MM-Snowball: Evaluating and Mitigating Hallucination Snowballing in Multimodal Multi-turn Dialogue
Abstract
Multimodal Large Language Models (MLLMs) demonstrate remarkable visual understanding, yet their reliability in interactive settings is severely undermined by {hallucination snowballing}: a phenomenon where initial errors amplify across conversational turns, leading to a collapse in coherence. This failure reveals a fundamental vulnerability where models progressively neglect visual grounding in favor of over-relying on polluted textual history. Existing benchmarks are predominantly confined to single-turn VQA or simplistic dialogues, which fail to capture the complex dynamics of error propagation in realistic, long-horizon interactions. To address this, we introduce MM-Snowball, the first benchmark for fine-grained diagnosis of hallucination snowballing within 6-turn dialogues.
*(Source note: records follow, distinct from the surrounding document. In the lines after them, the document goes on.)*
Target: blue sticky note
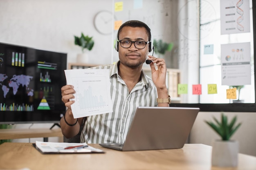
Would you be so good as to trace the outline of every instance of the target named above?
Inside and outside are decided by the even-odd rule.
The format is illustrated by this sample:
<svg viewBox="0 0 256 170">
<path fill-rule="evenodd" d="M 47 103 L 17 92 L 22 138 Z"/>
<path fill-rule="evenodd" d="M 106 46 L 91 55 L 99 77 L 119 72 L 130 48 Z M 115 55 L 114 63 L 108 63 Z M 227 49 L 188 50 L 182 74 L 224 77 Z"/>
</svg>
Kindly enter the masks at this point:
<svg viewBox="0 0 256 170">
<path fill-rule="evenodd" d="M 133 8 L 139 9 L 142 8 L 143 0 L 133 0 Z"/>
<path fill-rule="evenodd" d="M 213 44 L 204 45 L 204 54 L 213 54 Z"/>
</svg>

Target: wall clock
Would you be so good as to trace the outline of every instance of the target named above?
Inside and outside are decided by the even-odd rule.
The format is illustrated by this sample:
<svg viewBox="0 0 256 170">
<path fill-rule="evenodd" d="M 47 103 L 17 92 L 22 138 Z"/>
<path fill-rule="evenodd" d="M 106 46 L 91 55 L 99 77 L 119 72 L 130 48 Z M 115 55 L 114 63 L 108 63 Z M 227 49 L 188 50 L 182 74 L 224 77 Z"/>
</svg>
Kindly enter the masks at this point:
<svg viewBox="0 0 256 170">
<path fill-rule="evenodd" d="M 96 14 L 94 18 L 94 26 L 96 30 L 103 35 L 110 34 L 114 26 L 112 13 L 108 11 L 101 11 Z M 115 20 L 115 18 L 114 20 Z"/>
</svg>

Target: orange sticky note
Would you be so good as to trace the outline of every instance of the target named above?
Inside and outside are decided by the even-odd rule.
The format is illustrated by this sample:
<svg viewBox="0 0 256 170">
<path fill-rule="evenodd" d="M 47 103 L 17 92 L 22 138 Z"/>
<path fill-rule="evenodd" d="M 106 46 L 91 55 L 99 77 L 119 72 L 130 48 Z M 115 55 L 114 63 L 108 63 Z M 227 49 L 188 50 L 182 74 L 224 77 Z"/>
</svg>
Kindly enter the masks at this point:
<svg viewBox="0 0 256 170">
<path fill-rule="evenodd" d="M 208 84 L 208 94 L 217 94 L 217 84 Z"/>
<path fill-rule="evenodd" d="M 178 84 L 178 94 L 188 94 L 188 84 Z"/>
<path fill-rule="evenodd" d="M 201 84 L 193 84 L 192 85 L 193 94 L 202 94 L 202 85 Z"/>
<path fill-rule="evenodd" d="M 236 99 L 236 88 L 227 89 L 227 98 Z"/>
<path fill-rule="evenodd" d="M 123 2 L 117 2 L 115 3 L 115 12 L 121 11 L 123 11 Z"/>
<path fill-rule="evenodd" d="M 114 26 L 114 29 L 115 30 L 118 30 L 118 29 L 119 29 L 120 26 L 121 26 L 122 23 L 123 22 L 121 20 L 119 20 L 119 21 L 115 21 L 115 25 Z"/>
</svg>

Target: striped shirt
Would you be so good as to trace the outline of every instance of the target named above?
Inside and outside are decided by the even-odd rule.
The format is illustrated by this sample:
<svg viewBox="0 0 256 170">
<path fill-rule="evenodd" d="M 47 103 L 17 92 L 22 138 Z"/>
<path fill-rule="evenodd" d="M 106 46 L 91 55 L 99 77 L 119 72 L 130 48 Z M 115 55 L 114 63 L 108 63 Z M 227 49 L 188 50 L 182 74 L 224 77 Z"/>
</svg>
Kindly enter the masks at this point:
<svg viewBox="0 0 256 170">
<path fill-rule="evenodd" d="M 118 75 L 118 63 L 92 68 L 109 69 L 113 112 L 87 117 L 81 133 L 82 143 L 124 143 L 136 108 L 157 106 L 156 88 L 152 79 L 142 71 L 141 80 L 129 93 Z"/>
</svg>

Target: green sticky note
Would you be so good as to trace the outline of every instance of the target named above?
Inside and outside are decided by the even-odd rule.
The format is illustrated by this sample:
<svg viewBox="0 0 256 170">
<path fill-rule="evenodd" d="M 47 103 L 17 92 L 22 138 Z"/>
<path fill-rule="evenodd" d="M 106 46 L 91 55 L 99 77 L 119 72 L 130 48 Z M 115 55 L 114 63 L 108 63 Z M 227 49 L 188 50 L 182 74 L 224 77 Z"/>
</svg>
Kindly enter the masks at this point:
<svg viewBox="0 0 256 170">
<path fill-rule="evenodd" d="M 208 94 L 217 94 L 217 84 L 208 84 Z"/>
<path fill-rule="evenodd" d="M 188 94 L 188 84 L 178 84 L 178 94 Z"/>
</svg>

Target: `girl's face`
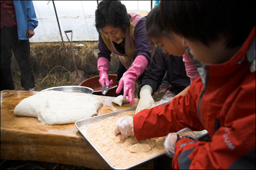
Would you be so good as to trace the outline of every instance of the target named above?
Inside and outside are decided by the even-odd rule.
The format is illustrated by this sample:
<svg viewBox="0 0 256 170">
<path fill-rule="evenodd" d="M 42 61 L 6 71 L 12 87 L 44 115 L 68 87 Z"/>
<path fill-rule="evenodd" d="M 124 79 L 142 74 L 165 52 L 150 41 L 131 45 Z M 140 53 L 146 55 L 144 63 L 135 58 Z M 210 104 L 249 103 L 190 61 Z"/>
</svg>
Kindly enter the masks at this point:
<svg viewBox="0 0 256 170">
<path fill-rule="evenodd" d="M 113 27 L 109 25 L 106 25 L 102 28 L 101 32 L 107 38 L 118 44 L 122 41 L 124 35 L 121 27 Z"/>
<path fill-rule="evenodd" d="M 172 39 L 166 36 L 162 36 L 157 39 L 151 38 L 151 40 L 161 47 L 164 53 L 169 55 L 182 56 L 186 50 L 182 46 L 182 37 L 176 35 L 173 35 Z"/>
<path fill-rule="evenodd" d="M 182 39 L 183 45 L 190 48 L 190 53 L 194 56 L 194 59 L 199 60 L 202 65 L 224 63 L 230 59 L 240 48 L 227 49 L 224 41 L 221 40 L 206 46 L 199 40 Z"/>
</svg>

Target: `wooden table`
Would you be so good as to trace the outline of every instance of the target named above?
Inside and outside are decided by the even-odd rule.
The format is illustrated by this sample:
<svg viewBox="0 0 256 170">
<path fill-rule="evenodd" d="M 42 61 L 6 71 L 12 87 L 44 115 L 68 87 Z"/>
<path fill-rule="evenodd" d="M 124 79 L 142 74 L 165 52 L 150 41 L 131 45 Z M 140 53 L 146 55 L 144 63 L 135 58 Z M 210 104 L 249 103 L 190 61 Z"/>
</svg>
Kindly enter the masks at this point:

Extensive evaluation shows that our benchmark poses a significant challenge even to advanced MLLMs and reveals the inefficacy of existing mitigation methods designed for single-turn tasks. To counteract this degradation, we propose Conflict-Aware Visual Rectification (CAVR). This training-free framework mitigates snowballing through a synergistic dual-mechanism that refreshes visual grounding at the representation level and rectifies output distributions at the logit level, effectively re-anchoring the model to visual facts. Experiments demonstrate that our proposed CAVR achieves state-of-the-art performance, offering a promising path toward more reliable interactive AI.